Investing in Family-Owned Controlled Business can Reap Huge Benefits
Although the exact definition of a family controlled business company is not clear, it is one where the founder or his descendants have an economic stake and enough voting power to influence the board. These voting stakes can be augmented by prominent positions within a company, such as a C-suite or board seat.
Research over the last 10 to 15 years from Credit Suisse, Boston Consulting Group and McKinsey & Company suggests that family-controlled business outperform their non-family-controlled peers.
Where does patience come in? Family-owned businesses CBC Business tend to take a long-term view of their business. They are often conglomerates. They look for investments that may not provide compelling returns in the next quarter, or even the next twelve months. The best investments will provide real value over time. They are careful with borrowing and don’t take unnecessary risks.
Although they might be more concerned with long-term capital preservation and creation of value, well-run businesses don’t just sit on their assets. They take advantage of opportunities and think about how they can alter the business’s trajectory to increase value.
These families and their companies like to manage the company’s capital and make it grow over time. This is for the benefit of investors.
Faith is also important. This is due in part to the long-term track of family-controlled business, which often spans several generations. However, they also have a different attitude towards shareholders than their non-family-controlled counterparts.
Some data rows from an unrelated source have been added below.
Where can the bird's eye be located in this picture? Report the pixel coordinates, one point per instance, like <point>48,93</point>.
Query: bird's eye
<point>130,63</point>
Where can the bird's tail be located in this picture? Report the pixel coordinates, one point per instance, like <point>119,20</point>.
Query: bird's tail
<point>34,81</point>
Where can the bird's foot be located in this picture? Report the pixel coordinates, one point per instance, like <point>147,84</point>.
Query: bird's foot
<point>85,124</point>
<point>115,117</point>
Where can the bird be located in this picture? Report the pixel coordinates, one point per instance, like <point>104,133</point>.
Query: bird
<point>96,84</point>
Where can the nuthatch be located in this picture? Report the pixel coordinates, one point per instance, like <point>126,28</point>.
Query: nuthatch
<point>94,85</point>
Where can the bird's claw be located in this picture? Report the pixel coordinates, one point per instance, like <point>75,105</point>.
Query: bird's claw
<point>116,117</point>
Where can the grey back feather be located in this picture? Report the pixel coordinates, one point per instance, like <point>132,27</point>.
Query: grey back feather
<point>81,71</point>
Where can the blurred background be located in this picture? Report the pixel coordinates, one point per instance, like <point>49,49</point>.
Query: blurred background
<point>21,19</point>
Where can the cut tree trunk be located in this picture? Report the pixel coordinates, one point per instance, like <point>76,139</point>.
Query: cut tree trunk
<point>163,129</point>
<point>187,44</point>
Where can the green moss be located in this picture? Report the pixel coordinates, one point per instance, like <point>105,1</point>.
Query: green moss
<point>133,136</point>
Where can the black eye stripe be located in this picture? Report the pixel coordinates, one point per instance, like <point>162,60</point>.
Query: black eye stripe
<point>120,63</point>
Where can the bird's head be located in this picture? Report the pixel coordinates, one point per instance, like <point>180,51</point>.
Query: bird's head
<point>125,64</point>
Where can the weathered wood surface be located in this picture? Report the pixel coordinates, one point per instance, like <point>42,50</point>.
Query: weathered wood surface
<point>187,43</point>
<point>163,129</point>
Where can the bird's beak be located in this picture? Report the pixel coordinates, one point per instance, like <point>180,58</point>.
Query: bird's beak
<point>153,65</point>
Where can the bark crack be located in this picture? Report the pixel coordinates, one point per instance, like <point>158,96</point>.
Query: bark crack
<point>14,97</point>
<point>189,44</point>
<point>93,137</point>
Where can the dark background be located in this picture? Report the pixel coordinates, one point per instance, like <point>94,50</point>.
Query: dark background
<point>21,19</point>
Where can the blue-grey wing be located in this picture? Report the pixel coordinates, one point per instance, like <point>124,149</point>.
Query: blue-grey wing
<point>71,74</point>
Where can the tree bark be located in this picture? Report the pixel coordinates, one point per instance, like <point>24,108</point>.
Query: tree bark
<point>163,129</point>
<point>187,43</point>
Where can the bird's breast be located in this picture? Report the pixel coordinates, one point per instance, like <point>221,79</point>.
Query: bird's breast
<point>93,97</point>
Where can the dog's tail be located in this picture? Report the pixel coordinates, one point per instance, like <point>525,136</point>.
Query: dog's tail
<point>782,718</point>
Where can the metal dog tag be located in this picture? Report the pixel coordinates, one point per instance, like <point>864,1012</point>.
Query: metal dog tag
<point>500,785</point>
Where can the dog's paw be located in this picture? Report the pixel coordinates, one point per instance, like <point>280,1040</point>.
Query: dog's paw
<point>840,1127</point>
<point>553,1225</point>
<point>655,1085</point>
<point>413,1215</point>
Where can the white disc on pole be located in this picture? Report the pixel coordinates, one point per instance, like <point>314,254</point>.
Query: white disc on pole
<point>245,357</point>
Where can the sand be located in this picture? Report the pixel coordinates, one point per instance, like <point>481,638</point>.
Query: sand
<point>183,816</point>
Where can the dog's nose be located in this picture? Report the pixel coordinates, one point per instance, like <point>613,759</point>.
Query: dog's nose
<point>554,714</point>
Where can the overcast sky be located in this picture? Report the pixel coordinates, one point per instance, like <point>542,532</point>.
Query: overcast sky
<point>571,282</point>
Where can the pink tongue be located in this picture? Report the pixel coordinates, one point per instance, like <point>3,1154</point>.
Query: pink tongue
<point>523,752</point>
The focus isn’t on satisfying shareholders’ needs. Instead, the focus is on building and growing the wealth of the family. They are less transparent than other businesses, and research has shown that family-owned businesses are more likely to have a higher number of interested board directors. This often includes family members.
Many family-owned businesses don’t disclose long-term plans metrics, and many do not include financial targets.
This lack of transparency can frustrate shareholders. They don’t want to wait for all the details to become available over time. They want to see it all the way.
For the patient investor who can put their faith in the CEO’s vision and business acumen the payoff is the chance to ride the coattails of the family’s efforts to increase value over time and compound wealth.
However, family-owned businesses can be risky and not all are created equal. It is important to examine the family’s transactions with the company throughout the years. Are they good stewards for the company’s capital? This is a red flag if they treat the company like their personal piggybank.